Już od końcówki 2015 roku posiadacze oszczędności nie mieli łatwego życia. Oferta depozytowa banków była na tyle skromna, że założona już wtedy lokata po potrąceniu tzw. podatku Belki dawała za niski zysk, aby pokonać inflację. Chodzi o to, że statystycznie rzecz biorąc banki doliczały do oszczędności odsetki wolniej niż inflacja pochłaniała siłę nabywczą kapitału. W efekcie przeciętny właściciel depozytu dostawał po 12 miesiącach kwotę, za którą mógł w sklepie kupić mniej niż w dniu zakładania lokaty.
Oprocentowanie w dół, inflacja w górę
Problem w tym, że z takim stanem niemal nieprzerwanie mamy do czynienia już od 5 lat. Co gorsza w bieżącym roku będzie się on najpewniej nasilał. Powody są dwa – banki po kolejnych cięciach stóp procentowych przez RPP równie bezlitośnie tną oprocentowanie nowych lokat. Już dziś znajduje się ono w okolicach 0,5%, a i tak podlega dalszej redukcji. Gdyby tego było mało, to inflacja – po spowolnieniu spodziewanym w najbliższych 2-3 kwartałach – ma ponownie przyspieszyć. W efekcie pod koniec 2021 roku znowu przekroczyć 4% – wynika z prognozy przygotowanej przez Komisję Europejską.

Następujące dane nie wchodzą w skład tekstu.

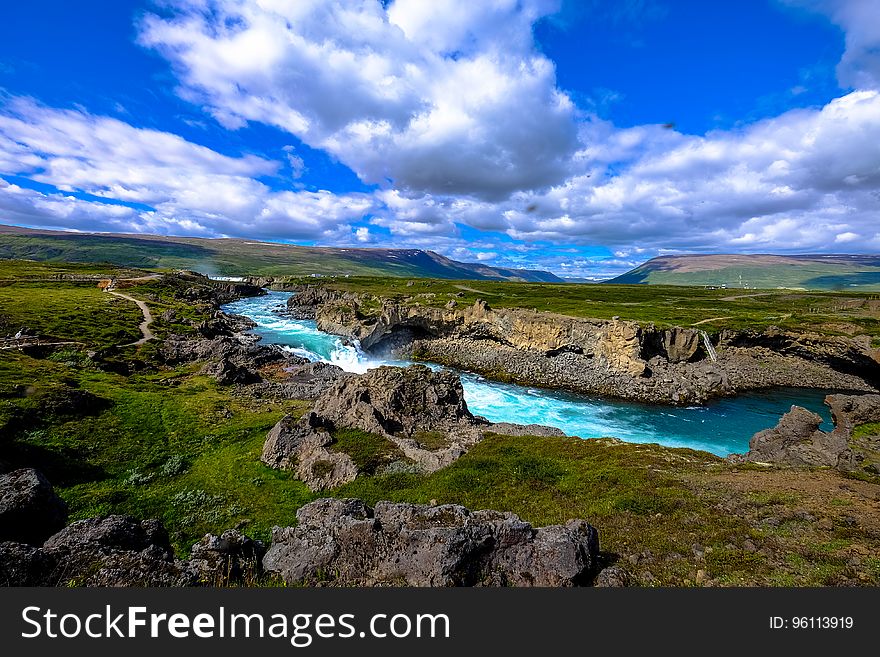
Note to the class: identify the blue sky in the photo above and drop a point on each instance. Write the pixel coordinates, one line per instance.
(581, 137)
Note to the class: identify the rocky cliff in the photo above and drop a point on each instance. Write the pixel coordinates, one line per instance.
(798, 441)
(421, 545)
(420, 413)
(613, 358)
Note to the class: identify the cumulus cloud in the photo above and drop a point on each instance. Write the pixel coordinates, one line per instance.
(455, 100)
(187, 188)
(859, 68)
(804, 181)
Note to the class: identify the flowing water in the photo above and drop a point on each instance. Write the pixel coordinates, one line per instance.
(721, 427)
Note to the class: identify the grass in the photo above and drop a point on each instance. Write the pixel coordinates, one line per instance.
(830, 313)
(368, 451)
(867, 430)
(168, 443)
(68, 311)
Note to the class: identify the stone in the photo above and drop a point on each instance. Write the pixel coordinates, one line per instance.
(301, 445)
(613, 577)
(348, 543)
(798, 441)
(226, 372)
(421, 411)
(228, 558)
(24, 565)
(30, 511)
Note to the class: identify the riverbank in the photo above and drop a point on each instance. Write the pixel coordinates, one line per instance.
(121, 431)
(614, 357)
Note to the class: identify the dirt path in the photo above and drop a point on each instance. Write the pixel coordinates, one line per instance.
(706, 321)
(476, 291)
(747, 296)
(144, 325)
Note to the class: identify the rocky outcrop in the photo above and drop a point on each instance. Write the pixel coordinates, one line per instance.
(30, 511)
(300, 381)
(509, 429)
(112, 551)
(399, 402)
(223, 324)
(227, 372)
(303, 446)
(798, 441)
(346, 542)
(612, 358)
(422, 413)
(230, 359)
(230, 557)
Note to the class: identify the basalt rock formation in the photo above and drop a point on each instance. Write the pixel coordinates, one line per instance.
(422, 413)
(343, 540)
(613, 358)
(798, 441)
(420, 545)
(30, 511)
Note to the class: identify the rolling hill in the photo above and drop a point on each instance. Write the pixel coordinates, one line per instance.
(235, 257)
(811, 272)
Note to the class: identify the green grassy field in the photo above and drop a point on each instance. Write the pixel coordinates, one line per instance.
(235, 257)
(169, 443)
(67, 311)
(829, 313)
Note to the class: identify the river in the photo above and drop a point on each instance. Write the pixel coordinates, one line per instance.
(721, 427)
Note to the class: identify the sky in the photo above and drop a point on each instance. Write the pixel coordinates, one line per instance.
(582, 137)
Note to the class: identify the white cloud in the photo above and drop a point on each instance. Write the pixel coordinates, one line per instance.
(859, 68)
(189, 188)
(457, 117)
(453, 101)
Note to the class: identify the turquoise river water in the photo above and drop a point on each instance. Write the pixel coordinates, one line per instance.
(721, 427)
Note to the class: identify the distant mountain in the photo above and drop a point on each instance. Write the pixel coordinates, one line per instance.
(811, 272)
(236, 257)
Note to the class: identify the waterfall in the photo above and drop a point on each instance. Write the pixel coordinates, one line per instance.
(709, 348)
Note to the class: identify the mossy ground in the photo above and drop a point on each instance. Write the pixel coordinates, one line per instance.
(168, 443)
(830, 313)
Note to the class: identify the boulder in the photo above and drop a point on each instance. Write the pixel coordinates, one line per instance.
(30, 511)
(226, 372)
(680, 344)
(421, 411)
(223, 324)
(346, 542)
(301, 445)
(510, 429)
(228, 558)
(613, 577)
(24, 565)
(396, 401)
(797, 439)
(620, 347)
(114, 551)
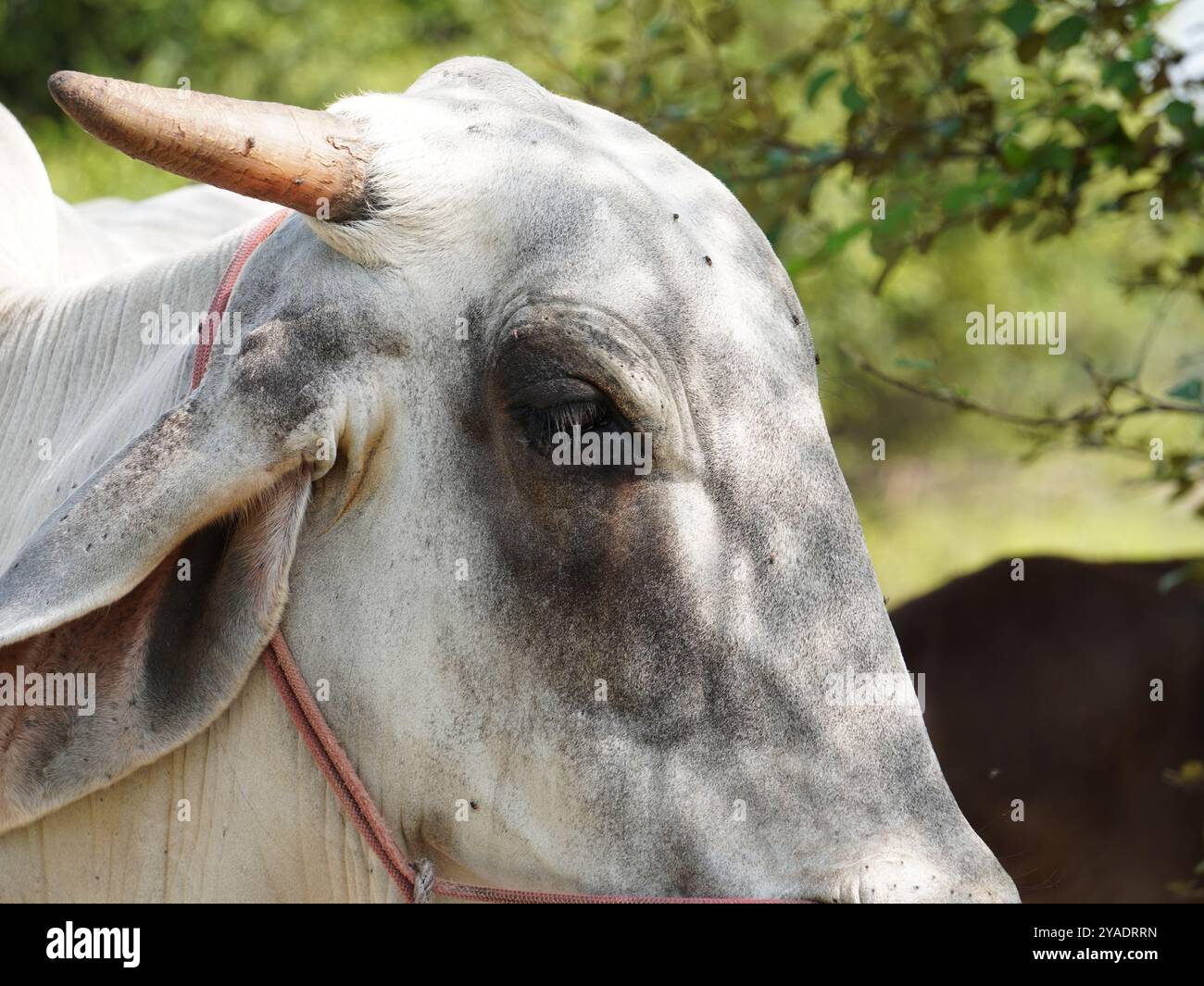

To zła informacja dla osób, które będą zakładały lokaty jeszcze w 2020 roku – będą się przecież musieli godzić na coraz gorsze warunki depozytów, a do tego wzrost cen w momencie kończenia się zakładanych obecnie lokat będzie wielokrotnie wyższy niż naliczone odsetki. I tak na przykład z najnowszych danych i prognoz rynkowych można wysnuć wniosek, że oprocentowanie przeciętnej rocznej lokaty zakładanej pod koniec bieżącego roku może wynieść około 0,2%. To niemal nic jeśli w całym czasie trwania tego depozytu wzrost cen (inflacja) ma wynieść 4,2% – wynika z prognozy Komisji Europejskiej. Realnie więc na takiej lokacie możemy stracić około 4% w skali roku. Tak niekorzystnej oferty bankowych depozytów nie widzieliśmy od co najmniej kilkunastu lat – czyli od kiedy publikowane są stosowne dane.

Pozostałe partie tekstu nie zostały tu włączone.